Steam sales and pay-what-you-want bundles have helped make PC gaming more affordable for players in recent years, but they might also be stifling revenues in the market, according to a new report from the industry-tracking NPD Group.
The Understanding PC Gaming 2014 report, based on a June survey of 6,225 individuals in the US ages 9 and older, found that 46 percent of PC gamers have bought titles digitally in the last year. Additionally, those who download their games are "far less likely" to pay full price than those buying physical copies. The NPD Group said half of all PC gamers now make a habit of waiting for price drops before they'll buy a title.
"Consumers' expectations may be the greatest barrier to maximizing spending in the PC gaming space," NPD analyst Liam Callahan said. "Since half of PC gamers who play digital and/or physical games on the computer are expecting there to always be a sale right around the corner, publishers and retailers alike need to better manage these expectations."
Of those surveyed, 37 percent were classified as PC gamers, with that group playing for an average of 6.4 hours a week, but Callahan noted that PC gamers are not a monolithic market.
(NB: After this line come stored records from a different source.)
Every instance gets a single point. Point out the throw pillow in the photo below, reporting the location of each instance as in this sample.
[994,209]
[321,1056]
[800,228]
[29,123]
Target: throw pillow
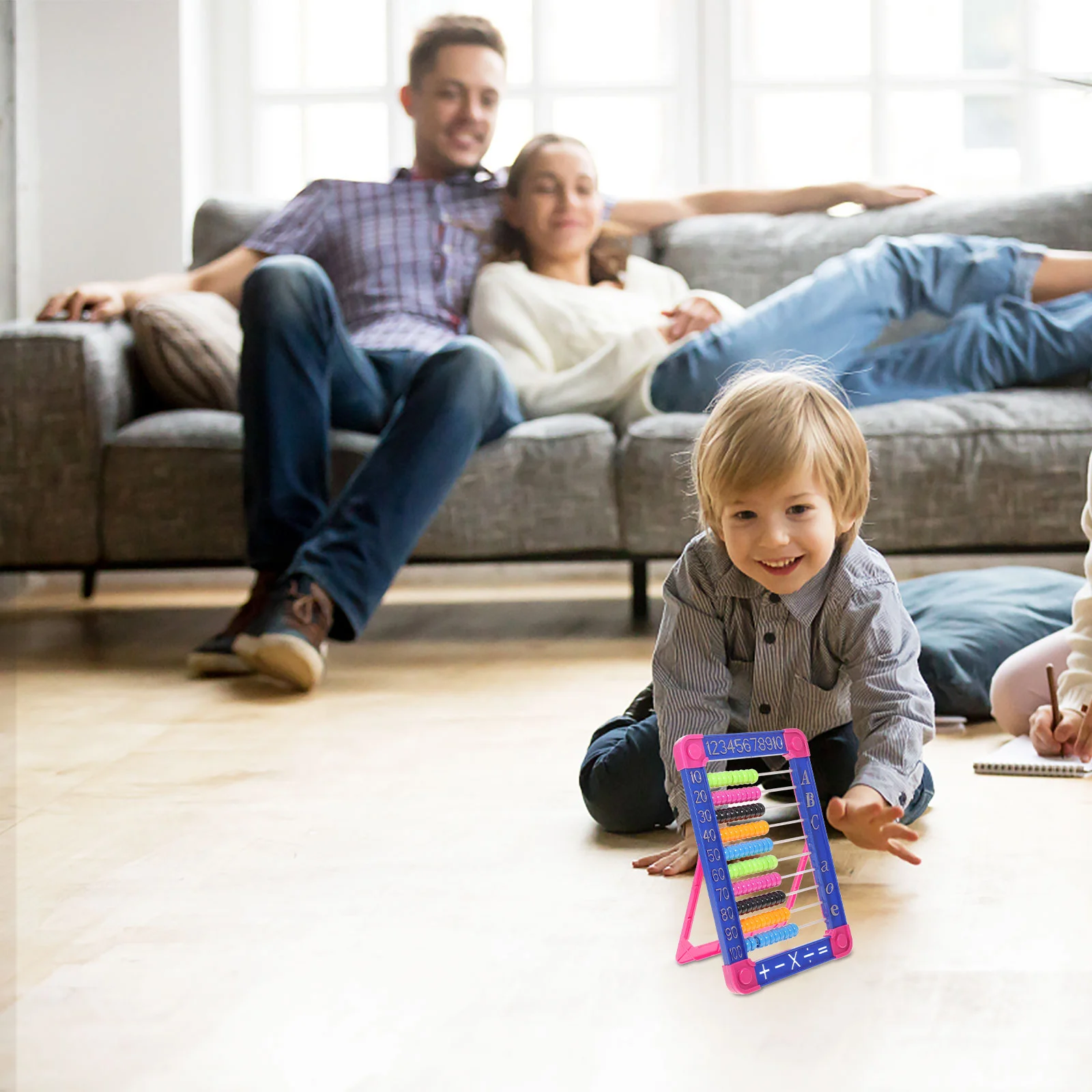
[189,347]
[970,622]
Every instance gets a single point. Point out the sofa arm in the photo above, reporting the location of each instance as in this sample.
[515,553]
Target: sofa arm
[65,390]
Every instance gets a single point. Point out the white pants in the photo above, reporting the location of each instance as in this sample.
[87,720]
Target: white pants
[1019,687]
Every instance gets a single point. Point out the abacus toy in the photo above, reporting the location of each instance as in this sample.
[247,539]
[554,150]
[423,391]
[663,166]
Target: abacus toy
[741,863]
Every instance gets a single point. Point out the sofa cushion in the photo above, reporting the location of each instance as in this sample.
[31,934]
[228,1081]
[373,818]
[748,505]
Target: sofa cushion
[189,345]
[173,491]
[971,622]
[747,257]
[1001,471]
[222,225]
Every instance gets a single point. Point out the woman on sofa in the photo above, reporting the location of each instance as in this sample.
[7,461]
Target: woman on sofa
[581,328]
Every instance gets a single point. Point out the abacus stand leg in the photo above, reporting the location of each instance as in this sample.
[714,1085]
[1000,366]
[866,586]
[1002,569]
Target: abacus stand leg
[87,584]
[639,602]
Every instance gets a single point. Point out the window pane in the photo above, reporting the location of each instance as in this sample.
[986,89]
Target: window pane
[516,126]
[276,29]
[791,40]
[804,136]
[1062,35]
[278,160]
[991,33]
[513,18]
[1063,123]
[627,167]
[990,121]
[347,140]
[344,43]
[588,42]
[923,38]
[928,136]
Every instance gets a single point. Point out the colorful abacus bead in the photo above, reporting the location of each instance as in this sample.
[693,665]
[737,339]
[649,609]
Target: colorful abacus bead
[773,937]
[757,923]
[758,902]
[757,884]
[724,779]
[748,849]
[736,795]
[740,813]
[742,831]
[737,870]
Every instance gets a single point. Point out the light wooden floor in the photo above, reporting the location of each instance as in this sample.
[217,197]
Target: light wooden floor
[393,885]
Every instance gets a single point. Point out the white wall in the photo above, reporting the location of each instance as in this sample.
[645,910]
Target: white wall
[8,234]
[109,141]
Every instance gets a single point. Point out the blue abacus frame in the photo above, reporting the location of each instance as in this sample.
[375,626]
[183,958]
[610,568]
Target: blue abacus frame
[743,975]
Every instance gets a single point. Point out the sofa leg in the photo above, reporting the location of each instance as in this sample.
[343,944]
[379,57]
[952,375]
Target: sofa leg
[87,584]
[639,602]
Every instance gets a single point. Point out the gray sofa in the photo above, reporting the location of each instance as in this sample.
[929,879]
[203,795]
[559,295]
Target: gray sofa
[94,475]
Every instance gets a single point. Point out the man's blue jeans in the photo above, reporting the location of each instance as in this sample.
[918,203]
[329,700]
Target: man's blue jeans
[996,336]
[300,377]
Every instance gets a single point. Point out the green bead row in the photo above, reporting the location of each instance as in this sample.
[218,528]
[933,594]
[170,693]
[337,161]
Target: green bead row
[729,778]
[737,870]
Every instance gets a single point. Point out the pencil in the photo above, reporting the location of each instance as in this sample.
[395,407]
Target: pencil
[1055,713]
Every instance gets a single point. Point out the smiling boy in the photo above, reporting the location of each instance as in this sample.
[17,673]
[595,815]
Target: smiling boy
[779,616]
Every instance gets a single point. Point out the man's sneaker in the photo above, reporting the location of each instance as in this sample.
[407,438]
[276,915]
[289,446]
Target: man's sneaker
[291,646]
[216,655]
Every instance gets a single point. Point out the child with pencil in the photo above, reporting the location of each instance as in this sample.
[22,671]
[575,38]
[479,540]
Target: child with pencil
[1022,697]
[779,616]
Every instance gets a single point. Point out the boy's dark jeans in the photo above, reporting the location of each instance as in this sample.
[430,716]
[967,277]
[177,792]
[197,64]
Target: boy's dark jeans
[622,775]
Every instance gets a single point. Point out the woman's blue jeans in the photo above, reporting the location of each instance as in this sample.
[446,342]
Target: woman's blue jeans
[300,376]
[995,336]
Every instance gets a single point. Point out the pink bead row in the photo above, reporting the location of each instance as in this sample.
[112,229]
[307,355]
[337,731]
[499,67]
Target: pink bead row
[736,795]
[762,882]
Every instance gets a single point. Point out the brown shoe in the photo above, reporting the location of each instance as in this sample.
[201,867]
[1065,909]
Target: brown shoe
[292,644]
[216,655]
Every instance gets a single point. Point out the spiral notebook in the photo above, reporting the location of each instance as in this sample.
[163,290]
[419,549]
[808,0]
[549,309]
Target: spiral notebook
[1019,756]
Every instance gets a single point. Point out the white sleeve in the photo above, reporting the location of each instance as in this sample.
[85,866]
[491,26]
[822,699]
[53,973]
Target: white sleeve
[671,287]
[1075,684]
[502,316]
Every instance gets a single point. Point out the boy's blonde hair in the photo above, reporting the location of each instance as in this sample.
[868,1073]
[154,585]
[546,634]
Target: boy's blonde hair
[768,425]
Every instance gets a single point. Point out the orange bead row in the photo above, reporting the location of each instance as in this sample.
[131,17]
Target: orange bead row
[756,923]
[742,831]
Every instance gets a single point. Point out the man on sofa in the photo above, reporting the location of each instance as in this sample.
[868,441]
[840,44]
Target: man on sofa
[353,305]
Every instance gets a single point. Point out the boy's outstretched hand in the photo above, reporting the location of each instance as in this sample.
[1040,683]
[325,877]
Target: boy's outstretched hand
[867,820]
[680,857]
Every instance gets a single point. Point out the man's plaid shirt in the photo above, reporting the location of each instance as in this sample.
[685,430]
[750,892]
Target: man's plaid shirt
[402,256]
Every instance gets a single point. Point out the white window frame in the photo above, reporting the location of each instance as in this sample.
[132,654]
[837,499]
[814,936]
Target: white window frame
[236,103]
[713,139]
[726,96]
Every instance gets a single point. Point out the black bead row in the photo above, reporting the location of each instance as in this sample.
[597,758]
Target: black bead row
[764,901]
[740,811]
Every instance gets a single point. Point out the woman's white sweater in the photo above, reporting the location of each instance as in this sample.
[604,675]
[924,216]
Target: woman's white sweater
[573,349]
[1075,684]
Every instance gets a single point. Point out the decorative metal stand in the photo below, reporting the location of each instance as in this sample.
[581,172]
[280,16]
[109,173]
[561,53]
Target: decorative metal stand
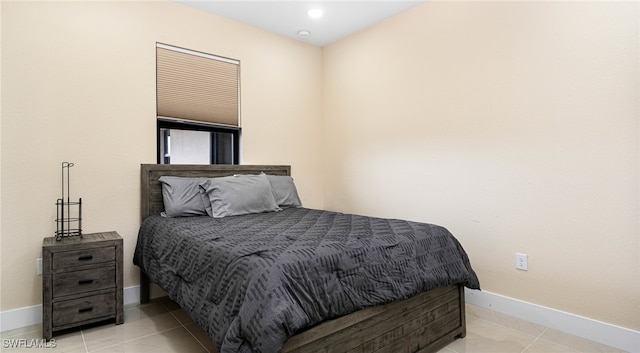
[69,213]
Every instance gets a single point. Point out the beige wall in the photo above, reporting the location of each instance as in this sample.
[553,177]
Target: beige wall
[513,124]
[78,84]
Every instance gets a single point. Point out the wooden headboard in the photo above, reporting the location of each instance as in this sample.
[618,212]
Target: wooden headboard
[151,189]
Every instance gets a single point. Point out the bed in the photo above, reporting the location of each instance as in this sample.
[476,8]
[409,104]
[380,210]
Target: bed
[424,320]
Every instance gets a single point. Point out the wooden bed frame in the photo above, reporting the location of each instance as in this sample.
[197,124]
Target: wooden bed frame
[424,323]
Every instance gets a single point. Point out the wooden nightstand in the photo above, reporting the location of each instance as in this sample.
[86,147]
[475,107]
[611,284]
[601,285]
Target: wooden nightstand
[81,281]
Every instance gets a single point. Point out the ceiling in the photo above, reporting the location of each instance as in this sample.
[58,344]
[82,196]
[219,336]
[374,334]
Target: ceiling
[340,18]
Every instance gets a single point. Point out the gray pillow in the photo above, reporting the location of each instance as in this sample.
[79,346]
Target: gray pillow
[284,191]
[183,197]
[239,194]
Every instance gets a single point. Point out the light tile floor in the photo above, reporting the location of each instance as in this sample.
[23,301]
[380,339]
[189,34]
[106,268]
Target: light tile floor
[162,326]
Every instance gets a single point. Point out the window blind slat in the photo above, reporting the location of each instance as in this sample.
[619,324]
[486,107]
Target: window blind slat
[197,88]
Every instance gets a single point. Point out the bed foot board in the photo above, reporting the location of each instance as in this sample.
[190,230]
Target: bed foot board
[144,287]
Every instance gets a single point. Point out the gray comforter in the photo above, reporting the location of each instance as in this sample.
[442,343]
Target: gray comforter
[252,281]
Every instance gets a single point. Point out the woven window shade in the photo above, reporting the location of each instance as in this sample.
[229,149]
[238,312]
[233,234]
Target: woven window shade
[195,87]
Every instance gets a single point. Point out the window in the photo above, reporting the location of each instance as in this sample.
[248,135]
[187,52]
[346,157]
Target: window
[198,107]
[193,143]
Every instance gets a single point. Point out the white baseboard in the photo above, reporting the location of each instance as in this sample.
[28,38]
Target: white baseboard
[598,331]
[594,330]
[32,315]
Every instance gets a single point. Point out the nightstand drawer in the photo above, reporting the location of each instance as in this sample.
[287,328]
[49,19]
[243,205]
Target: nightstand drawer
[83,257]
[83,281]
[87,308]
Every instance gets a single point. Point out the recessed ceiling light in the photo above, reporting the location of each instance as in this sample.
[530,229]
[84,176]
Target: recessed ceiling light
[315,13]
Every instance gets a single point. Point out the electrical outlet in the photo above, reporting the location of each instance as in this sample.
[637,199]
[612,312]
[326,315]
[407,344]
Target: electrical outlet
[521,261]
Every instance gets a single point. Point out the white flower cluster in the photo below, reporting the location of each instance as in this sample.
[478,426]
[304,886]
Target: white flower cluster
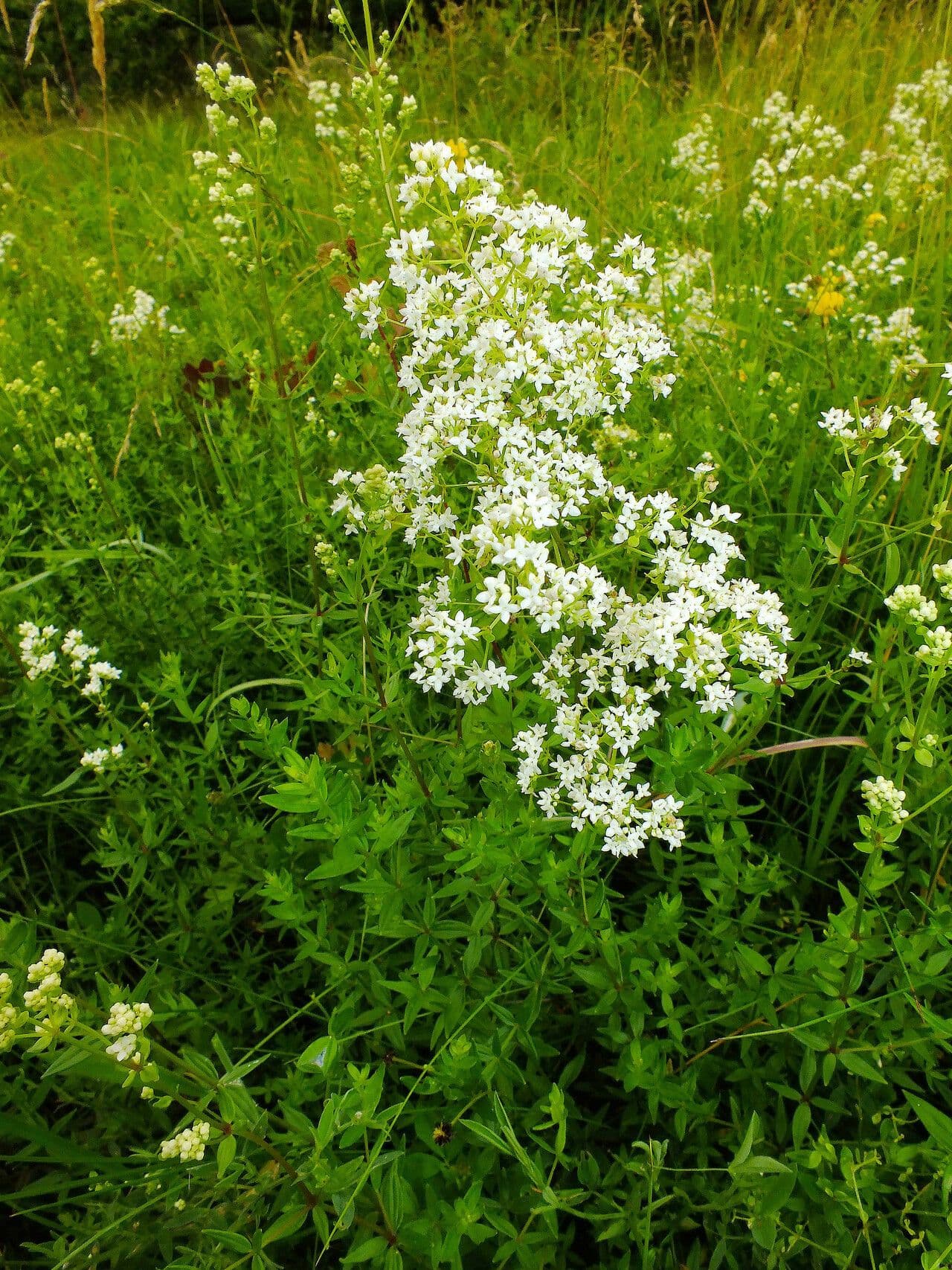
[125,1024]
[46,998]
[39,657]
[942,573]
[325,98]
[364,147]
[99,757]
[521,346]
[127,327]
[230,170]
[36,652]
[9,1015]
[882,798]
[188,1144]
[909,603]
[795,145]
[681,292]
[697,156]
[856,434]
[899,337]
[918,169]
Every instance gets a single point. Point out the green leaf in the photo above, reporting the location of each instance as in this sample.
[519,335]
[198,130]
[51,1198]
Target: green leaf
[937,1124]
[285,1226]
[230,1239]
[486,1135]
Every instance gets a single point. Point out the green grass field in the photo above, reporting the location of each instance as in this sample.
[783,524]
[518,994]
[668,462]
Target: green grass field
[427,841]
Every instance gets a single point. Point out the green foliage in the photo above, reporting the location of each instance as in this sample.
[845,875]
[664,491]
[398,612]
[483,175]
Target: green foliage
[424,1025]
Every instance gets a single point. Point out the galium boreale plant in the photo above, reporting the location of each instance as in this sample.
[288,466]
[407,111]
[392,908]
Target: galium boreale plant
[607,612]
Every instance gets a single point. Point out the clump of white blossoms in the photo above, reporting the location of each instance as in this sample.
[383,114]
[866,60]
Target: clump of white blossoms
[918,170]
[234,169]
[697,156]
[188,1144]
[797,145]
[522,347]
[100,756]
[45,1000]
[126,1024]
[884,799]
[39,657]
[127,325]
[366,143]
[858,432]
[913,607]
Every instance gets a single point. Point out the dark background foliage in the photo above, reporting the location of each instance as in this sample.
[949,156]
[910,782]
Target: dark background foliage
[154,48]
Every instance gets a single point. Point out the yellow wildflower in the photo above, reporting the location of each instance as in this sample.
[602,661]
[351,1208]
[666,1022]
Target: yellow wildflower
[826,305]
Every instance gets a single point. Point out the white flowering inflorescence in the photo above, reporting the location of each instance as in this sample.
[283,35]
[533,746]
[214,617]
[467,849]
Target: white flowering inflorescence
[233,169]
[125,1024]
[127,327]
[796,145]
[918,169]
[697,156]
[884,799]
[45,1000]
[188,1144]
[912,606]
[39,657]
[903,426]
[522,347]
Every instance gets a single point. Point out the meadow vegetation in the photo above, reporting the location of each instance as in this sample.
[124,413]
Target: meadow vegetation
[476,647]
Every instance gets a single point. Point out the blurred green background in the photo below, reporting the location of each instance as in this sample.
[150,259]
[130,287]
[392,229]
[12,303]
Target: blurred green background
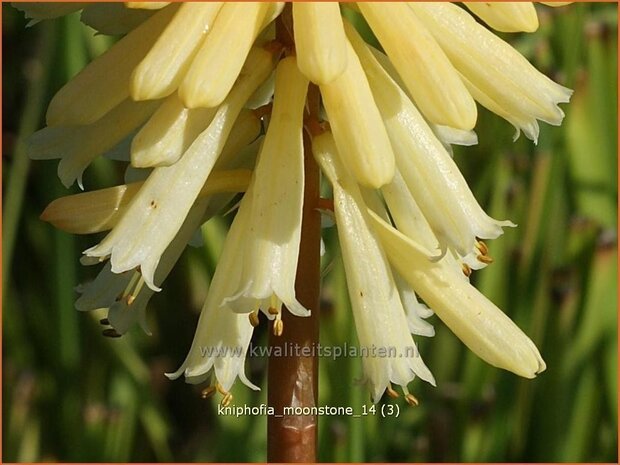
[70,394]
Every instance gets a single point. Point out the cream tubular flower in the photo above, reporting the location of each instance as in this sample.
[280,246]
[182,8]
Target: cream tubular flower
[163,68]
[506,16]
[357,125]
[78,146]
[104,83]
[124,294]
[214,68]
[224,334]
[498,76]
[320,42]
[430,173]
[429,76]
[377,309]
[157,212]
[483,327]
[271,249]
[168,133]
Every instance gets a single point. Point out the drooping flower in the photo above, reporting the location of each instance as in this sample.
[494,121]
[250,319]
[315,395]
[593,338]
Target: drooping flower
[180,97]
[268,259]
[378,311]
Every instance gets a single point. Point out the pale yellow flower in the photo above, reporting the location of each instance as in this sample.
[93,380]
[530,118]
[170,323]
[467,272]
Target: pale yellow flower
[184,97]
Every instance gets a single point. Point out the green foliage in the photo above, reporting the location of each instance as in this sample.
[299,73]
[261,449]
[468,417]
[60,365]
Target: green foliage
[71,395]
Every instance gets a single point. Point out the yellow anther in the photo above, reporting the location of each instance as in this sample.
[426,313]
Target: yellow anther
[411,400]
[254,321]
[392,393]
[208,392]
[466,269]
[278,327]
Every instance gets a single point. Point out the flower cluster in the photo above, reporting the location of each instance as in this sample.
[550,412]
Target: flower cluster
[182,97]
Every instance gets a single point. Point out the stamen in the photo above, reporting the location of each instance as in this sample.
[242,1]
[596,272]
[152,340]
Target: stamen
[466,269]
[274,305]
[278,326]
[392,393]
[208,392]
[131,297]
[111,332]
[325,204]
[482,247]
[226,400]
[254,321]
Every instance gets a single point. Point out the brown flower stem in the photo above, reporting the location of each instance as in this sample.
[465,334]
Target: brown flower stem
[293,378]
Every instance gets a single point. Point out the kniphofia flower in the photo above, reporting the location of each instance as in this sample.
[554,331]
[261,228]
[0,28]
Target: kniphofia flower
[181,97]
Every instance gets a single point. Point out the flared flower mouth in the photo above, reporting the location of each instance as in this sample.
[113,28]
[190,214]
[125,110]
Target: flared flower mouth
[205,100]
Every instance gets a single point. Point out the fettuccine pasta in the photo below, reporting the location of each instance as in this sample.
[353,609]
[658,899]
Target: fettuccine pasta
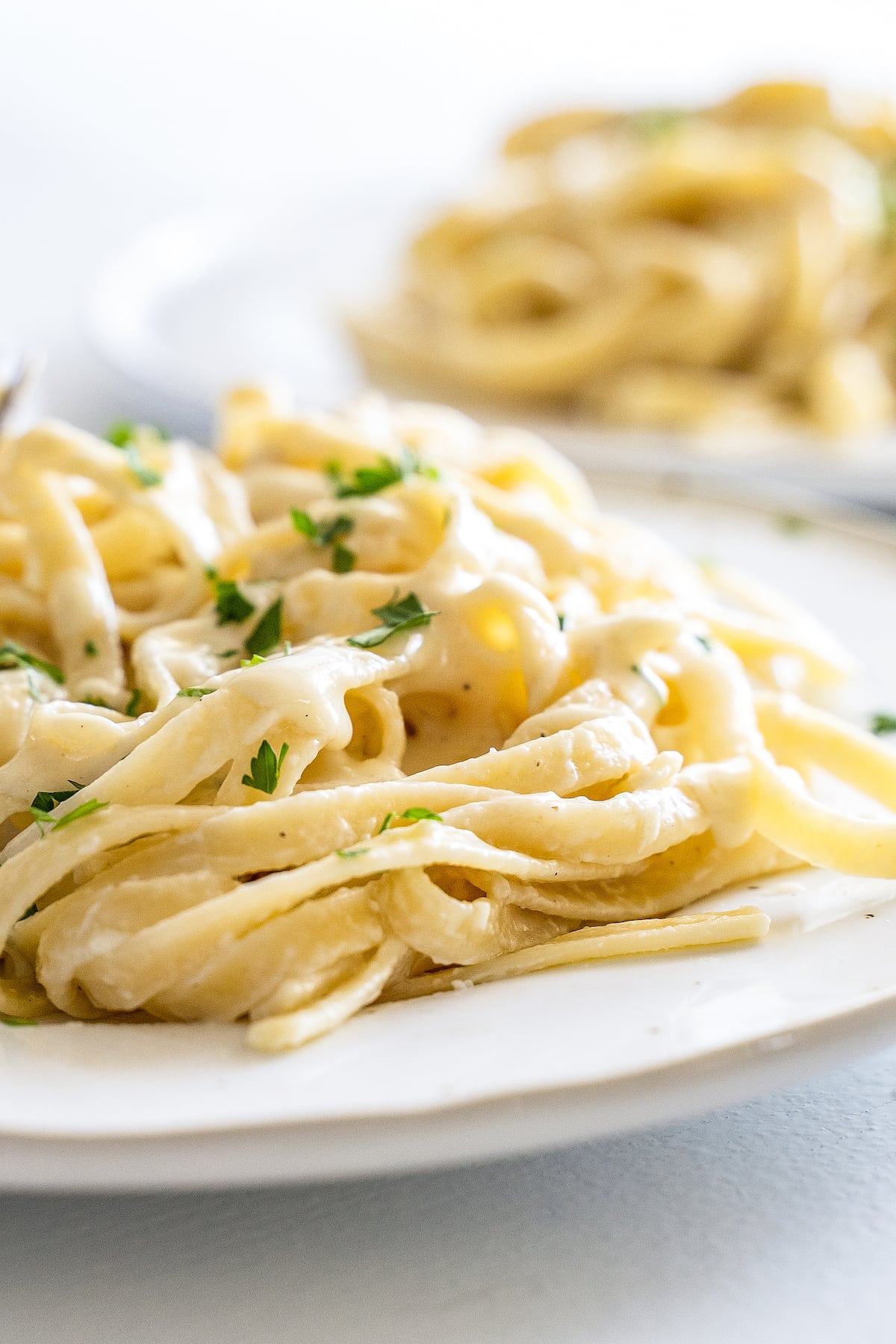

Roughly 56 percent of PC gamers were classified as casual, with the remaining 44 percent of core gamers defined as those who play action/adventure, fighting, flight, MMO, racing, real-tiem strategy, RPG, shooter, or sports games.
Men outnumbered women among PC gamers, but only by a 51-49 percent split. However, the casual market was "overwhelmingly" female, with the core gamer audience lopsided in favor of men. The survey also found that PC gamers average 38 years old, with an average household income of $69,000.